On-Call Rotation & Alerting

Rotation

Primary on-call: 1 engineer, 1-week rotation, handover Mondays 09:00 SGT
Secondary on-call: 1 engineer, same cadence, covers primary unavailability
Escalation: Engineering lead → CTO for P0 incidents
Hours: 24/7 for P0/P1, business hours only for P2/P3

Severity levels

Level	Definition	Response time
P0	Data loss, security breach, full outage	5 min acknowledge · page immediately
P1	Partial outage, SLO burn rate > 10×, blocked client workflow	15 min · page during business hours, Slack after-hours
P2	Degraded performance, SLO burn rate > 2×, non-blocking bugs	1 hour · Slack only
P3	Minor bugs, cosmetic issues	Next business day

Alert routing

#spade-ops (Slack) — all warnings, all P2/P3, passive observation
PagerDuty — P0/P1 only; rotates to primary → secondary → Engineering lead
Email to platform@spade — daily digest of warnings for trend review

Alerting rules

These are the Prometheus / Grafana alert definitions. The thresholds derive from docs/slo.md.

P0 alerts (page immediately)

yaml

- alert: API_Down
  expr: up{job="spade-api"} == 0
  for: 2m
  labels: { severity: critical }
  annotations:
    summary: "Spade API is down"
    runbook: "docs/runbooks/graceful-restart.md"

- alert: Database_Unreachable
  expr: spade_db_ready == 0
  for: 1m
  labels: { severity: critical }
  annotations:
    summary: "Postgres unreachable from API"
    runbook: "docs/runbooks/restore-drill.md"

- alert: Tenant_Leak_Suspected
  expr: increase(spade_cross_tenant_read_unexpected_total[5m]) > 0
  labels: { severity: critical }
  annotations:
    summary: "Unexpected cross-tenant read detected"
    runbook: "docs/runbooks/tenant-leak-suspected.md"

- alert: Backup_Missed
  expr: time() - spade_last_backup_timestamp > 28 * 3600
  labels: { severity: critical }
  annotations:
    summary: "Nightly backup missed"
    runbook: "docs/backup-strategy.md"

P1 alerts (page during business hours)

yaml

- alert: High_Error_Rate
  expr: rate(http_requests_total{status=~"5.."}[5m]) / rate(http_requests_total[5m]) > 0.05
  for: 10m
  labels: { severity: high }
  annotations:
    summary: "API 5xx rate > 5% for 10 min"
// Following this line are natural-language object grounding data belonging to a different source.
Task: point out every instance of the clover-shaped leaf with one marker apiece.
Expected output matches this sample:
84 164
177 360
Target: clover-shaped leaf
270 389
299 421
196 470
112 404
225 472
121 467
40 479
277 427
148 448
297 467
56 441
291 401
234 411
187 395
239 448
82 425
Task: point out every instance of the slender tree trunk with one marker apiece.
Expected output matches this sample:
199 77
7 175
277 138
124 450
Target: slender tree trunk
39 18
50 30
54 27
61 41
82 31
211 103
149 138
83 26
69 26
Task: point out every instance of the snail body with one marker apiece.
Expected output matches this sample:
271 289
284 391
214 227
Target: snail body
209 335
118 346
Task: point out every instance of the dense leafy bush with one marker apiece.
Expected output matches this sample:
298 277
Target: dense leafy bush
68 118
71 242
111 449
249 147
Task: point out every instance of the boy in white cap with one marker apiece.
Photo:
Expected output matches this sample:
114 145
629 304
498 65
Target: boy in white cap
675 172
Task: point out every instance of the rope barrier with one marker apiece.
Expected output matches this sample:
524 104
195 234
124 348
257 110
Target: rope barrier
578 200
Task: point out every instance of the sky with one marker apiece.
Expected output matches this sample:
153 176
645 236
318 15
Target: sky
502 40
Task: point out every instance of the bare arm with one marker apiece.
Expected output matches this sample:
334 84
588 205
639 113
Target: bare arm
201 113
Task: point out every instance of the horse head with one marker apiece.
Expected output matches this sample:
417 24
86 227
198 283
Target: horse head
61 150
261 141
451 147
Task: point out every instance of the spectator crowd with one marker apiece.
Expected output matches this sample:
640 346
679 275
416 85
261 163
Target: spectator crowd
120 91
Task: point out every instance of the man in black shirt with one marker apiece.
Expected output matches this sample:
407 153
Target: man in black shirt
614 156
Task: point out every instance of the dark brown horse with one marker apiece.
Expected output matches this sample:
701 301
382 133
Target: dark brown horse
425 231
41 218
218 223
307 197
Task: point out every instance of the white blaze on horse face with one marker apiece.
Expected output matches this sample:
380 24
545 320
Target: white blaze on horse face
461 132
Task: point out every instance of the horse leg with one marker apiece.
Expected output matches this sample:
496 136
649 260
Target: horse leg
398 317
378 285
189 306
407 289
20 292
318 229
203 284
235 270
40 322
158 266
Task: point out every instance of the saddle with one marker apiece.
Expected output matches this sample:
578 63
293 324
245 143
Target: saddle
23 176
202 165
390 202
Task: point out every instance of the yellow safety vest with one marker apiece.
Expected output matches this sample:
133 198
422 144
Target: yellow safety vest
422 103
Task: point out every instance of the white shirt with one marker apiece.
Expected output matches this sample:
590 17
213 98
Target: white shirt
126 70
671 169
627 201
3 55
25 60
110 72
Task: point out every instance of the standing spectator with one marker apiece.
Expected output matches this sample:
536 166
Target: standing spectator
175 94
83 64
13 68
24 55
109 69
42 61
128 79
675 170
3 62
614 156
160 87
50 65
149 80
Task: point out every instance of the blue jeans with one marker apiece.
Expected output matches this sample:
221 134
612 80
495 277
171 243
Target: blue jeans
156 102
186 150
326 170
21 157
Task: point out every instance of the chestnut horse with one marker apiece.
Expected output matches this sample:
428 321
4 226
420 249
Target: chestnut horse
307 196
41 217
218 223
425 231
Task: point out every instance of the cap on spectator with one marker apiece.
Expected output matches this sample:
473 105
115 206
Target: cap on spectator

- alert: SLO_Burn_Rate_High
  expr: slo_burn_rate{window="1h"} > 10
  for: 15m
  labels: { severity: high }
  annotations:
    summary: "Error budget burning 10x faster than target"
    runbook: "docs/slo.md#error-budget-policy"

- alert: Outbox_Dead_Lettered
  expr: spade_outbox_dead_letter_count > 0
  labels: { severity: high }
  annotations:
    summary: "Outbox events have been dead-lettered"
    runbook: "docs/runbooks/outbox-stuck.md"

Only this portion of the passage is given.